Gallup's last poll back in 2010 showed 62 percent of U.S. adults supported nuclear power, but that was before the recent nuclear troubles in Japan. A more recent study performed by ORC International for the Civil Society Institute showed a 25 percent drop to 46 percent who "support more nuclear power reactors in the United States."
"Americans would like to see the brakes applied to more nuclear power," said Graham Hueber, senior researcher at ORC International. "There is majority support across the board on every question for moving away from greater reliance on this power source."
The poll queried 814 adults (404 men and 410 women) all 18 years or older on March 15-16. Representation of the total population of the United States was ensured by weighing age, sex, geographic region, race and education to ensure reliable extrapolation. Nearly 25 percent of those polled said they lived within 50 mile of a nuclear reactor and more than half of those claimed not to know what to do in the event of a nuclear emergency. A total of 92 percent said they were "following news about the nuclear reactor crisis and related disaster in Japan," and only 14 percent said their views had not been changed by the Fukushima Dai-ichi.
The transition scenario proposed by the Civil Society Institute would have both coal and nuclear energy phased out in favor of wind, solar, geothermal and other renewable energy sources.
More than 58 percent were "less supportive of expanding nuclear power in the United States than they were a month ago" and 52 percent said they would support a "moratorium on new nuclear reactor construction in the United States," if renewable technologies such as wind and solar could pick up the slack. A total of 73 percent said they did not "think taxpayers should take on the risk for the construction of new nuclear power reactors in the United States through billions of dollars in new federal loan guarantees." And 74 percent favored shifting federal loan-guarantee support to wind and solar power.

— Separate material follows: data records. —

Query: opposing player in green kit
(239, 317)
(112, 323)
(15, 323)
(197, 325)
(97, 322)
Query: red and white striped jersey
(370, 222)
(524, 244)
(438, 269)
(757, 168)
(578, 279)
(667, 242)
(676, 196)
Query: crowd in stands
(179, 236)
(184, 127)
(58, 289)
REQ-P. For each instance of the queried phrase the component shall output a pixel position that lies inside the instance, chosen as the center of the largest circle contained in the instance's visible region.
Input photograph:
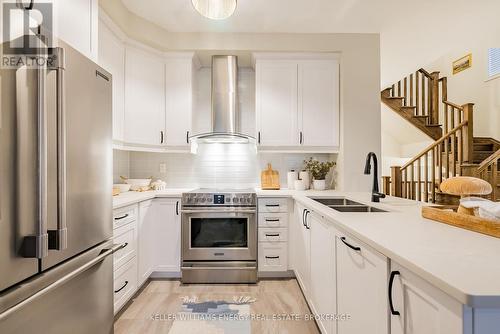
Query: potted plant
(318, 171)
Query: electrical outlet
(163, 168)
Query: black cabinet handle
(391, 282)
(121, 217)
(357, 249)
(123, 287)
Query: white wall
(359, 70)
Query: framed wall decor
(462, 64)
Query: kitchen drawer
(273, 205)
(126, 234)
(273, 234)
(273, 219)
(273, 256)
(124, 283)
(125, 215)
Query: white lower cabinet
(361, 288)
(302, 248)
(322, 273)
(166, 238)
(423, 308)
(125, 259)
(124, 283)
(145, 246)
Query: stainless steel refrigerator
(56, 271)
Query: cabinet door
(422, 307)
(323, 280)
(276, 103)
(144, 97)
(178, 100)
(302, 250)
(361, 288)
(145, 234)
(166, 239)
(112, 58)
(76, 24)
(318, 102)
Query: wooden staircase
(422, 99)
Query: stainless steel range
(219, 236)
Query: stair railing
(439, 161)
(420, 90)
(488, 170)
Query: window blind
(493, 62)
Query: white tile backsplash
(214, 166)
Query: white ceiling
(318, 16)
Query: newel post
(434, 98)
(468, 132)
(396, 185)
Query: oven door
(219, 236)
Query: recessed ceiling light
(215, 9)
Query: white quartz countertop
(462, 263)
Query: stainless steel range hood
(225, 115)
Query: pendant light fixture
(215, 9)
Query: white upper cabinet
(361, 288)
(144, 97)
(178, 98)
(423, 308)
(318, 104)
(297, 100)
(276, 103)
(76, 23)
(112, 58)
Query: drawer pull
(123, 287)
(122, 217)
(357, 249)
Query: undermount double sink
(342, 204)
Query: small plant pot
(319, 184)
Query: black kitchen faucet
(376, 195)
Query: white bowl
(138, 182)
(123, 187)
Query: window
(493, 62)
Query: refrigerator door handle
(58, 239)
(105, 253)
(36, 246)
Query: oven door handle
(219, 211)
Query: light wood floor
(165, 297)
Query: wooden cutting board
(270, 179)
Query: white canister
(291, 177)
(304, 176)
(299, 185)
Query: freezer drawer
(78, 298)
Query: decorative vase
(319, 184)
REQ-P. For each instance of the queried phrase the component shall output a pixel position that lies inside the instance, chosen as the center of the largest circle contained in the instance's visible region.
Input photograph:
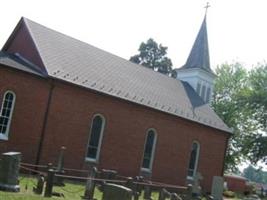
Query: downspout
(41, 141)
(225, 151)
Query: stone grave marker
(116, 192)
(196, 188)
(9, 171)
(217, 187)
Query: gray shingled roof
(199, 54)
(18, 62)
(79, 63)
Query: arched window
(198, 88)
(203, 92)
(208, 95)
(149, 150)
(194, 155)
(6, 113)
(96, 134)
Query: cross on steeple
(206, 7)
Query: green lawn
(71, 191)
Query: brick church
(58, 91)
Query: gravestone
(174, 196)
(116, 192)
(196, 188)
(164, 194)
(9, 171)
(90, 185)
(40, 185)
(217, 187)
(147, 191)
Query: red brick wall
(69, 123)
(28, 114)
(69, 119)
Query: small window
(95, 140)
(194, 155)
(198, 88)
(208, 95)
(6, 114)
(149, 150)
(203, 92)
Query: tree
(255, 175)
(153, 56)
(239, 100)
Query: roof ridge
(85, 43)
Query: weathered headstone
(217, 187)
(147, 191)
(189, 193)
(49, 181)
(196, 188)
(116, 192)
(163, 194)
(90, 185)
(40, 185)
(174, 196)
(9, 171)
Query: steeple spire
(199, 55)
(197, 71)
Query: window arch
(193, 162)
(6, 113)
(198, 88)
(95, 140)
(203, 92)
(149, 150)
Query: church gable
(21, 43)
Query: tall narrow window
(198, 88)
(95, 139)
(194, 155)
(208, 95)
(6, 113)
(149, 150)
(203, 92)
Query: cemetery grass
(71, 191)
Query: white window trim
(197, 159)
(95, 160)
(153, 151)
(5, 136)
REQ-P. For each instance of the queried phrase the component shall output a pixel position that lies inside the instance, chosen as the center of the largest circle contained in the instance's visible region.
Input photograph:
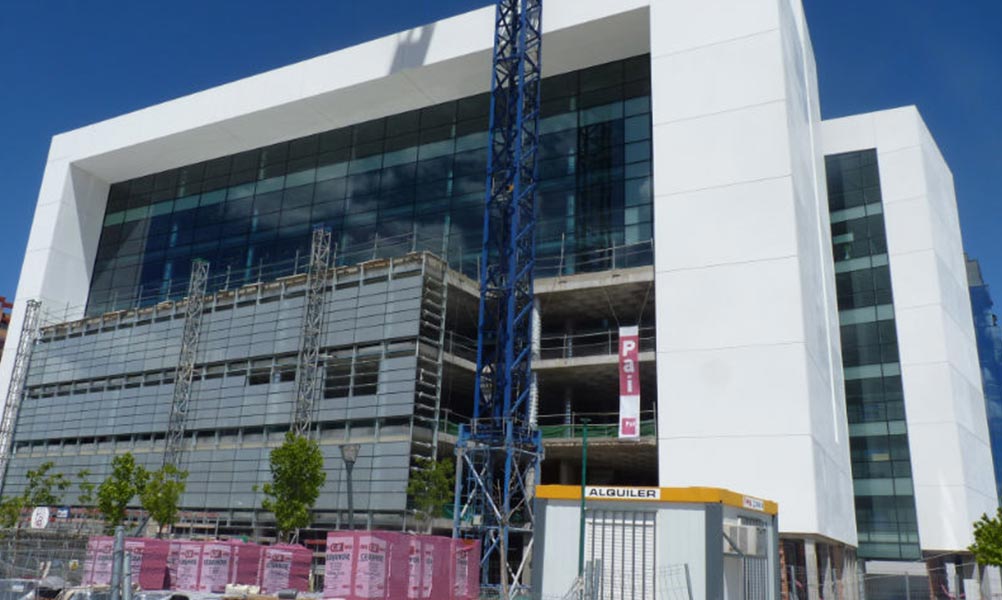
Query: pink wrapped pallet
(216, 564)
(465, 569)
(339, 564)
(379, 565)
(366, 565)
(183, 562)
(432, 582)
(148, 561)
(285, 567)
(244, 563)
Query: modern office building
(682, 190)
(922, 463)
(989, 336)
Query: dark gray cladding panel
(114, 384)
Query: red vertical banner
(629, 383)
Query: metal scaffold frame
(500, 451)
(310, 368)
(184, 374)
(18, 378)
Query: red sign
(629, 382)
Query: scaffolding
(19, 375)
(310, 368)
(185, 364)
(499, 453)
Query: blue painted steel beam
(499, 452)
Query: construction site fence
(922, 582)
(34, 554)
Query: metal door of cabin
(621, 545)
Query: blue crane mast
(500, 450)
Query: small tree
(297, 477)
(987, 546)
(162, 494)
(127, 479)
(45, 488)
(10, 511)
(432, 488)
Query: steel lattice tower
(29, 332)
(499, 453)
(310, 370)
(193, 309)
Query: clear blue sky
(67, 63)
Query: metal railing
(594, 343)
(564, 262)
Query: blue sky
(67, 63)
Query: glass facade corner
(882, 470)
(989, 339)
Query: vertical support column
(15, 392)
(310, 368)
(185, 363)
(811, 564)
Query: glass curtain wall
(411, 181)
(882, 468)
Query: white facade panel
(437, 62)
(749, 385)
(944, 402)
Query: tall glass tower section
(989, 337)
(882, 469)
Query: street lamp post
(350, 454)
(584, 478)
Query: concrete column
(811, 560)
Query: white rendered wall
(434, 63)
(749, 390)
(944, 402)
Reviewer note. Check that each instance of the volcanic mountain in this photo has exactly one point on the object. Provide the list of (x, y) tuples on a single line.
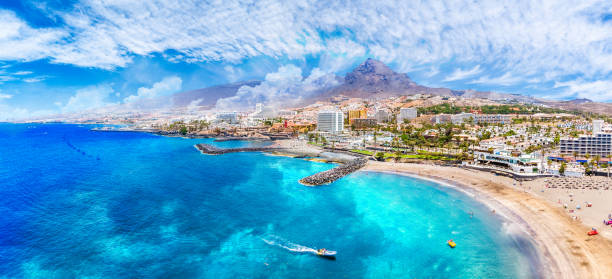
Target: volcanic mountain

Almost three out of four thought that nuclear reactor owners should be "liable for all damages resulting from a nuclear meltdown or other accident" in contrast to the 1957 law indemnifying nuclear power companies from most disaster clean-up costs.
A total of 76 percent said they were "more supportive" and 46 percent were "much more supportive" of switching from nuclear to wind, solar and other renewable energy sources than they were a month ago.